Refugee Week is the world’s largest arts & culture festival celebrating the contributions, creativity and resilience of refugees and people seeking sanctuary. Established in 1998 in the UK, Refugee Week takes place every year around World Refugee Day (20th June) and has since grown into a global movement.(1)
The theme of Refugee Week 2025 is ‘Community as a Superpower’. The theme seeks to demonstrate how community can bring people together. It can bridge divides, and it can be spaces of resilience and places for healing.(2)
Building community is a central aspect of the work of our humanitarian partners. Whether it is Ukrainian refugees building community together in Poland at community centres offering adult art and children’s art classes, or it’s Rohingya children building community in Cox’s Bazar Refugee Camp as they have school lessons together, community is central.
A great example of the power of community is Maha, who is one of the many Syrian refugees working with our humanitarian partner in Jordan at the Za’atari Refugee Camp. Her story demonstrates how community can transform a life.

Maha trained at a sewing centre as a teenage girl, hoping to build a successful career for herself, only to find herself restricted by societal norms. She married at 16 and moved into the Daraa countryside where, struggling to provide for her family, sewing became her lifeline to make ends meet.
In 2013, as the conflict in Syria escalated, she sought refugee in Jordan. She struggled in the Za’atari Refugee Camp due to the harsh desert conditions in a vulnerable tent. Her husband passed away in 2015, thrusting Maha into a profound isolation. Her mental health deteriorated, and she became confined to her home. She relied solely on the assistance provided by UNHCR, amounting to 15 dinars monthly, while her asthma medication alone cost 22 dinars per month. Additionally, she faced a health issue necessitating surgery, but due to the procedure’s nature and her age, she struggled to find financial coverage for the expenses.
When she visited our humanitarian partner’s centre in 2023, Maha’s life took a positive turn. . Initially, she volunteered without financial compensation, seeking to reconnect with people and improve her mental well-being. As opportunities occurred for paid volunteering at the sewing workshop, Maha became one of the selected volunteers, securing income to afford food and medication. She successfully underwent the necessary surgery and now works with her colleagues, sewing baby kits for newborns and school uniforms for children in the camp, all distributed free of charge. This work brings her and her colleagues’ immense fulfillment and a sense of purpose.
In Ukraine, psychologist Iryna runs an Art Therapy Class for older people at our humanitarian partner’s community centre in Bielsko-Biala.

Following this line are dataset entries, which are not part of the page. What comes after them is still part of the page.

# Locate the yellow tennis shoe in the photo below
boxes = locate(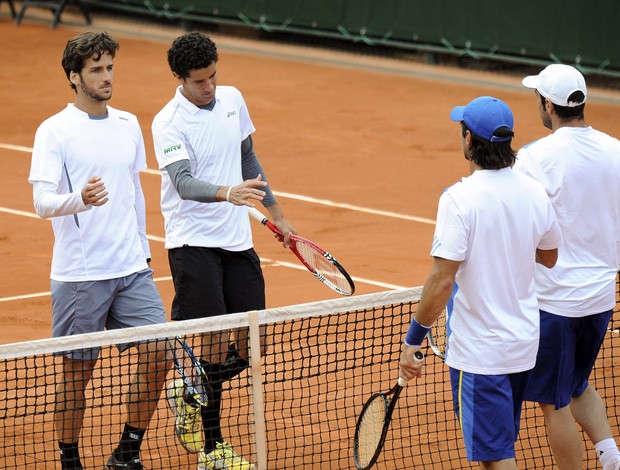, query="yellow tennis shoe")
[166,379,204,454]
[198,442,254,470]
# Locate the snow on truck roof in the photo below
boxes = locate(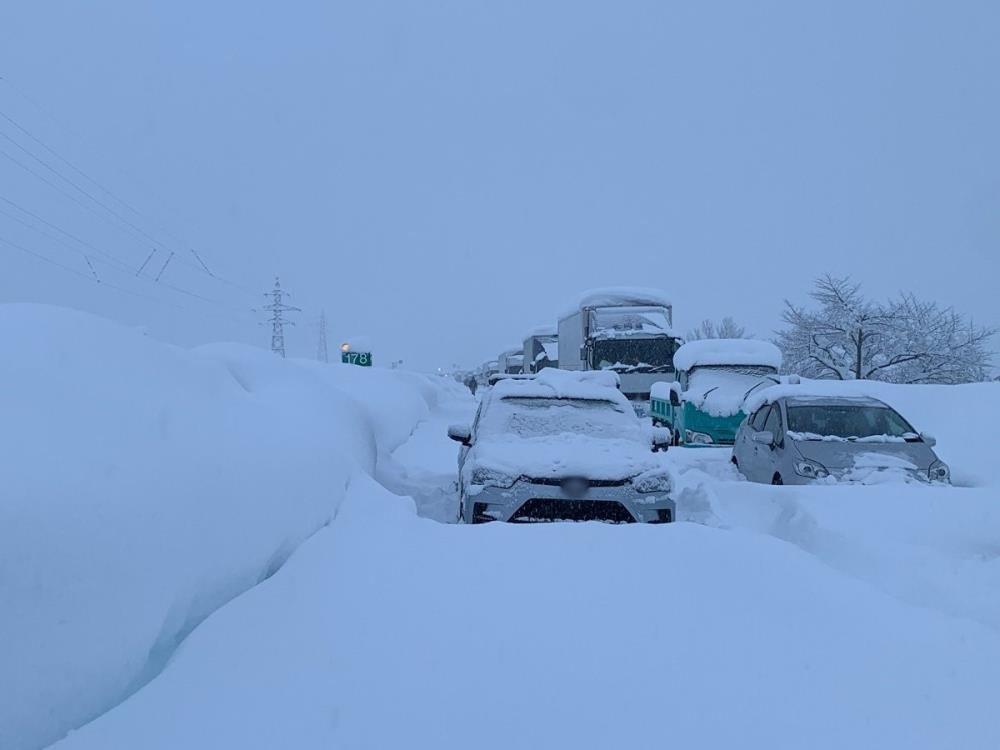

The group, largely consisting of older women, is a vital space to explore creativity in the company of those who have shared experiences and trauma. To be invited to be creative and to express themselves through arts and crafts, shows how ‘support’ for refugees goes beyond meeting the practical needs that we might first expect.
In the sessions, Iryna also teaches the women relaxation techniques. She notes how much the group has changed from their first session:
‘When they first came, they wore dark clothes and no make-up, now they are much more relaxed’.
This relaxation is testament to the environment Iryna has cultivated with the group, she is developing a safe space for community to grow and for these women to express themselves. She also commented:
‘Sometimes we laugh, sometimes we cry’.
Zina, one of the members of the Art Therapy Class reflects on the support that has been given to her and her family:
‘Here we get lots of support, both psychological and social, and we get help from the Ukrainian community’.
As Refugee Week comes to a close, let us reflect on how we can support refugees across the world to find community wherever they are.